Katherine’s Story

Katherine, and her husband Ben, share their journey with ME/CFS.

Bouquet of flowers on sunny day


I was made aware of ME/CFS at an early age, seeing my mom, aunts, and grandmother all struggle to overcome it. It wasn’t until college that I remember getting sick myself. From the time I was fourteen, I was waiting tables every weekend, maintaining straight A’s and generally pushing myself far past my limits. After a series of recurring viral infections and years of chronic strep throat, I had a tonsillectomy when I turned twenty-one. From this point on it felt like my body never fully recovered and looking back now, I can see how I had ignored all the warning signs.

My mom was a huge help to me in coping with my health decline, especially since I wasn’t receiving support from medical professionals or full understanding from friends. Having someone close that understands how devastating and isolating this condition can be, makes all the difference in the world.  I learned to manage alone as best as I could, and over the years even became a master at hiding my illness from the outside world.

I was able to maintain a very convincing outward appearance in all aspects of life: from the high achiever in school and at work; to the adventurous, and social butterfly at parties; and never letting anyone see fully behind the curtain. It was a constant cycle of publicly pushing and privately crashing. That is, until I met my husband, Ben.

We moved in together and married after only two years of knowing each other. I thought I had been lucky, in a sense, that his job required him to travel often, allowing me to secretly sleep for days. Then I would lie about what I had “accomplished” while he was away. Of course, as time went on, it became more and more difficult for me to hide what I was dealing with.

The anxiety and depression I developed over the years, and typically could keep at bay, was becoming overwhelming, as were my ME/CFS symptoms (non-restorative sleep, post-exertional malaise, muscle/joint weakness and pain, and brain fog). I was terrified of letting my husband see the real me, of being misunderstood as lazy or selfish, and ultimately of having my biggest fear of ‘not being enough’ confirmed.

Even though it was one of the hardest things to do, I shared everything with Ben, and it was the best thing that ever happened to me. He was wonderfully kind, and we created a plan to get my health (physical and mental) back in balance. I was officially diagnosed with ME/CFS shortly after I turned 30. It gave me the justification I didn’t know I was looking for and helped me to start living more honestly with this illness.

Most importantly, I committed to therapy and have worked to let go of the shame I built up over the years. For the first time, I mourned the loss of the person I once was and am learning to have more compassion for who I am moving forward. With the additional help of antidepressants, I’ve realized I never would have taken control of my health in this way if I hadn’t gotten sick. And though I continue to struggle daily, I remind myself that many things in my life are richer because of it – most notably my relationship with my husband and with myself, my outlook on the future, my empathy and compassion for others, and my reignited passion for art.

Although this illness continues to weigh heavily on my heart and body, having the knowledge I now have and knowing there’s a growing community of support keeps me joyful and full of hope.

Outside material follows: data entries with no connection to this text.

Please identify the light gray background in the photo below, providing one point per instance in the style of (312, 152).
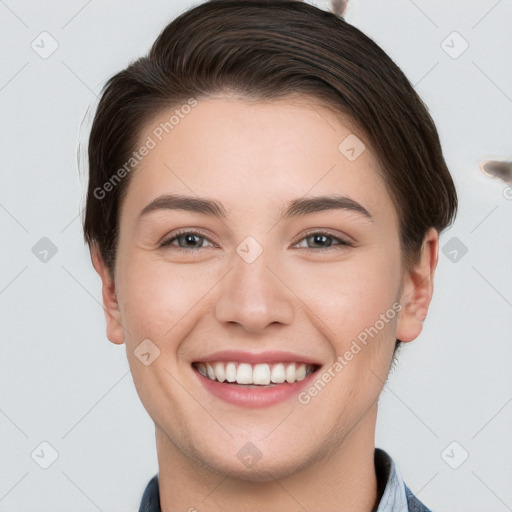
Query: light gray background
(62, 382)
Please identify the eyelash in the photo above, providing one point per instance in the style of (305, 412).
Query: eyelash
(341, 243)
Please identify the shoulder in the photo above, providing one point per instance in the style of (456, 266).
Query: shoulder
(414, 503)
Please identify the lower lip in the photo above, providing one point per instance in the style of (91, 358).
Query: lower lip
(254, 397)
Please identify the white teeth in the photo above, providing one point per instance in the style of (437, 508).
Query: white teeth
(210, 371)
(278, 375)
(261, 374)
(300, 372)
(231, 372)
(220, 374)
(244, 374)
(290, 373)
(202, 369)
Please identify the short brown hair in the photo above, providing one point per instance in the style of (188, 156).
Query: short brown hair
(269, 50)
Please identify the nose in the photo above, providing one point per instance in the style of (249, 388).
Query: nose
(254, 295)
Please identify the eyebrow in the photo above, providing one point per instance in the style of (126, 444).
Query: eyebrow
(295, 208)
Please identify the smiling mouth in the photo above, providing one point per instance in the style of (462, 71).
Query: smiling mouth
(261, 374)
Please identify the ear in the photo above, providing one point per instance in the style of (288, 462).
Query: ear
(417, 289)
(115, 331)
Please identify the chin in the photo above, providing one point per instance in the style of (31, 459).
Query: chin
(252, 465)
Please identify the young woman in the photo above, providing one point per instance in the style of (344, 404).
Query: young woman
(265, 200)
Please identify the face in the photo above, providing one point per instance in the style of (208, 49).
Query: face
(266, 276)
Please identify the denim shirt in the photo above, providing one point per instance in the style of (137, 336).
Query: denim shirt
(396, 497)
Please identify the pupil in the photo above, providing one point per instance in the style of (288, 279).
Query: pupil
(319, 239)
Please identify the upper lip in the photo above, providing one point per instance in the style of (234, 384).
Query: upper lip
(272, 356)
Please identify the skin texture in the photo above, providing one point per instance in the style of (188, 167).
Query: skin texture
(254, 157)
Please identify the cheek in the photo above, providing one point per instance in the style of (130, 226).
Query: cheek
(348, 297)
(158, 299)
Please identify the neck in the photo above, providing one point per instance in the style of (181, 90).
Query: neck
(343, 481)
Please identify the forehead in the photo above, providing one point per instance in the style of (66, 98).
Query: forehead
(256, 154)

ME/CFS can be a challenge but has also brought my wife and I closer together. The biggest challenge for me was understanding what “it” is. As an active person, it was tough for me to comprehend that chronic fatigue syndrome was more than just being “tired.” It is a condition that requires planning and thought to ensure you are supporting your partner. ME/CFS is a condition that is tough to understand if you do not suffer from it, so the more awareness that can be brought to it the better understood it will be.

I have traditionally traveled often to see friends and family and haven’t thought about “recovery days” or taking better flight times to be home at a reasonable time. For me, it was the “more the better.” But what I’ve learned is that there needs to be a balance to enjoy travel. Understanding that you may need to have breaks during a trip, to rest or cut a trip short to accommodate a recovery day. Although these are small changes to a trip, this is one example of how to manage healthy relationships with your spouse that suffers from ME/CFS.

As with most relationships, communication is key.  The more you can understand about what he/she is going through the more you’ll be able to support them and understand what is needed.  Knowing how and what you can do to support your spouse as they are struggling will be crucial to helping them through rough times and for you to not get frustrated. ME/CFS is a condition that can be “hid” from most friends, but once you are in a relationship living together, it will be exposed.  At first, your partner may be embarrassed of the condition, but it’s important to assure your spouse that you will support them as you work together to find a balance for your relationship.

Disclaimer: The opinions and conclusions on this web page are those of the patients and other contributors, and do not necessarily represent the official position of the Centers for Disease Control and Prevention (CDC). The names of some contributors have been changed to protect their privacy.